A Tea Party Symposium

I was delighted to be invited as the keynote speaker for St. Peter’s College’s recent Lewis Carroll Symposium.  English Club President Jonathan Brantley (wearing the stylish brown hare ears in the photo) and his fellow club members put together a great afternoon of events.  As requested, I gave an informal talk about how I “fell down the rabbit hole” and became a Lewis Carroll fan for life, ending up as President of the Lewis Carroll Society of North America.  Jonathan presented a very good paper giving attendees an overview of the creation of the two “Alice” books, and their continuing impact on our culture.  There was also a frabjous and bountiful buffet of Carrollian treats, including some elegant cupcakes bearing Cheshire Cat smiles, or quotes like “Eat Me” and “Drink Me”.  I was very impressed with all the organization that went into the afternoon, and had a great time talking with both students and faculty.  A brillig event!

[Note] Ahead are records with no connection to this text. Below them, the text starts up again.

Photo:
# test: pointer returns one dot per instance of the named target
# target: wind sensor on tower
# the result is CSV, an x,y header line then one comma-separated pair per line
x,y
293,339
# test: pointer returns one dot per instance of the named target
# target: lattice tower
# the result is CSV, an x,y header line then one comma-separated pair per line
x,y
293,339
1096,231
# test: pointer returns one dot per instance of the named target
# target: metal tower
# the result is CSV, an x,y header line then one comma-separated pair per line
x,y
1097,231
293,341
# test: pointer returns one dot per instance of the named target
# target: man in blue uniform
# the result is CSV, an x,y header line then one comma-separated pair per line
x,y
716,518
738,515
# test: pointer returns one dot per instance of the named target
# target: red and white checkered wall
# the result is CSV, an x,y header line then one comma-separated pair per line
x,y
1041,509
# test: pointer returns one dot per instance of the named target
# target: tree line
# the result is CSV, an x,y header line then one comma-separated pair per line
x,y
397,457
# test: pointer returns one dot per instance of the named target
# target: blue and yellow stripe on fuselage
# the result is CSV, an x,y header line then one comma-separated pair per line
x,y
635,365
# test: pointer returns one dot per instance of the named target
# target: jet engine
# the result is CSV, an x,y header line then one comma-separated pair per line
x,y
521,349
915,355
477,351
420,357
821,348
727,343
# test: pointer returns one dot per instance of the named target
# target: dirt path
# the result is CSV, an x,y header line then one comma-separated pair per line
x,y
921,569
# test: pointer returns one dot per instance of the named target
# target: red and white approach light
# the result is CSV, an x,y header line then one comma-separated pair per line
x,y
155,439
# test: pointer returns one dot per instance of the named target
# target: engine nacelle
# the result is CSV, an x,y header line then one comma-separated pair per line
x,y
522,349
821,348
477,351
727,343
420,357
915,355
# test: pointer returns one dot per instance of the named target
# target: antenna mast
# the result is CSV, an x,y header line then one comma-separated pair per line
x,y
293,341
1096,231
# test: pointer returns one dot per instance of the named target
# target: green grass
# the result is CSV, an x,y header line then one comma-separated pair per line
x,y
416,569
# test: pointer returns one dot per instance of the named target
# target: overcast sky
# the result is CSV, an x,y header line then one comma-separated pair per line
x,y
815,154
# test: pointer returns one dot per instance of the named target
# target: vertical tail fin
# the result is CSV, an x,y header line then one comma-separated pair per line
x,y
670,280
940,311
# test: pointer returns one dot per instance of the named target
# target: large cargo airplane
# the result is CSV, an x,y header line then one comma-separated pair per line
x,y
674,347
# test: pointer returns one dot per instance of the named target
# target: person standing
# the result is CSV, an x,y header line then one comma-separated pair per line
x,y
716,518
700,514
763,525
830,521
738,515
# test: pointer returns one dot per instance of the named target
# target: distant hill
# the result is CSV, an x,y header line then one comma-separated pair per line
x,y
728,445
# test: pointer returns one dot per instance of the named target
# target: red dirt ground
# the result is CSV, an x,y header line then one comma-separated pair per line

My Voiceover Presentation Was a Hit!

I had a great time presenting my seminar about proper use of voiceovers in eLearning at the eLearning Guild’s Learning Solutions Conference in Orlando, Florida.  My audience was attentive and appreciative, and we had a great discussion.  Word of mouth and written feedback afterward was terrific–great to know my talk “hit the spot” with attendees!  My thanks to all who attended and participated.  I look forward to presenting my talk again at other venues.

February 2010

I had a number of good auditions this month, and a number of callbacks from those.  No bookings, but great feedback, and so I press on!  I also did more Lewis Carroll-related interviews in anticipation of the March release of the Tim Burton “Alice” film sequel.  Interviews included a recorded interview for NPR, and a phone interview Charlene Gianetti for her excellent site, womanaroundtown.com.  You can read the resulting article, in which I’m heavily quoted, here.  I also did an interview for a Polish publication that I was assured was a cross between Time and New Yorker magazine.  I’ll look forward to reading a translation of that article.